It’s not a big rise, but price growth has returned to the Prime Central London sales market for the first time since February this year.
Knight Frank says the 0.2 per cent rise in prices recorded in the third quarter of 2020 was in fact the same figure recorded during the so-called ‘Boris bounce’ that followed the General Election in December 2019.
“While ‘bounce’ is not the best description for what happened in prime London markets between July and September, there was a notable recovery from the period of marked uncertainty that caused prices to fall in Q2” says the agency.
This recovery followed six consecutive months of quarterly price falls in PCL - although that was actually shorter than the 13-month run of declines during the global financial crisis.
In prime outer London - another key sector for high-end agencies - September marked the second consecutive month of rising prices over a three-month period.

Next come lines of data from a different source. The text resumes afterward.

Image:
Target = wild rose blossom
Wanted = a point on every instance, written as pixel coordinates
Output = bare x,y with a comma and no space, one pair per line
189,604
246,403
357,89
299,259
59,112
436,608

It meant the annual price decline narrowed to 3.9 per cent.
This stronger performance has been driven by an increase in demand for family houses and more outdoor space since the lockdown.
But Knight Frank cautions that in a year when demand has ebbed and flowed so dramatically, the recovery is still fragile and while demand remains strong compared to previous years there are signs it won’t be as resurgent during this final part of the year as it was in Q3.
The number of new prospective buyers registering in London was 44 per cent above the five-year average in the week ending October 3.
That increase has halved since July and August.
But the agency concludes that “while the initial post-lockdown surge in activity has subsided slightly, it is important to acknowledge that transaction activity will remain strong in Q4 due to the length of time it will take for deals agreed in the summer to reach completion.”